The most visible artifacts of that are the network-networks and practice-practices pairs; the circumstances under which those arose were, in review, cases where one article or group of articles dealt specifically with the singular. theoretical concept (in terms of a specific framework, often) while another dealt with more general references and direct applications in practice. Thus, they are not perfectly identical in intent, but to an outside observer that is not evident.
“Knowledge” is by far the most prominent tag. This is due to the core principle I retained throughout the semester in my tagging efforts, that I would orient everything around that single concept, branching off into more specific expressions and variations according to the focus of a given article-“information” when that was being dealt with as an explicit distinction from knowledge, for example. Predictably, “management”, “organization”, and “transfer” were three other major tags, as each represents a core expression of knowledge in the literature.
A number of infrequently-used tags also exist. These generally emerged when an article had an overwhelming focus on a specific idea to the point where it was about that in particular; the concept of knowledge “stickiness” is a good example of this type of tag.
In hindsight, this approach was too generalized and natural. My efforts reflected the natural formation of a folksonomy in form but not in depth, as a single individual is ultimately incapable of processing the same quantity of material which goes into the construction of a folksonomy. It would likely take several times this many articles and a much more comprehensive tagging effort (a minimum of 6-7 tags per article) in order to accurately reflect the patterns of such a system.

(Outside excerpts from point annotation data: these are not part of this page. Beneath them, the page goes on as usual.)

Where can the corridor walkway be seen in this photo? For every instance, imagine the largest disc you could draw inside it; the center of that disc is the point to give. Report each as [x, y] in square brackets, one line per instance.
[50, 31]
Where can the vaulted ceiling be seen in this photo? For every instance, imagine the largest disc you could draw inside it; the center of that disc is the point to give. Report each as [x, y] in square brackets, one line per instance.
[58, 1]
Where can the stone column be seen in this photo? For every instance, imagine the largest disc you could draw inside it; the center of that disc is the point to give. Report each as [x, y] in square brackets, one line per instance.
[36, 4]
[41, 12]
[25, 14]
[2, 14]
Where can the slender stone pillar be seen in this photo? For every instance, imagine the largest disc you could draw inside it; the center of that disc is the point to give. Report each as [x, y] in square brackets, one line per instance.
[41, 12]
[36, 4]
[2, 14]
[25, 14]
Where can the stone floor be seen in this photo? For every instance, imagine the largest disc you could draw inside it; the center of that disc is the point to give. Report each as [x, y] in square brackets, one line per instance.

It also lacked the strong structure of a traditional organized vocabulary, or even of a culled folksonomy, being bound only by a single guiding principle rather than a set of criteria for what types of tags should be employed, which variation of a given tag should be used, &c.
For a project of similar scope and time span, in future I would use the following design, or set of requirements. First, I would develop a core set of five or six essential tags, and then limit myself to using no more than four or five for any single article. This would ensure a strong basis for comparison on key features while preventing over-generalization based on rationalizations that almost every article touches upon almost every core issue in some regard. Likely this would also contain a measure of reform in term construction, phrasing these core terms as “Knowledge_(#Area of interest#)” to eliminate the use of the plain “Knowledge” tag as a meaningless label applied to every article.
Following that, I would enforce a mandate on myself that I include at least three area-specific tags for each work dealing with the more detailed and specialized content of the piece. These tags would be bound to apply to no more than half of the total volume of articles and no fewer than two total. Additionally, I would allow for up to three article-specific tags per work, to cover important concepts not discussed anywhere else in the literature as well as authors’ unique terms and phrases.
Although this is rather more structure than would normally be seen in a folksonomy, this sort of approach is not quite a true folksonomy, as it consists of only a single contributing individual. As an aside, it might be interesting to construct an overall class folksonomy drawing from each participant’s tags to create a larger impression of tagging patterns.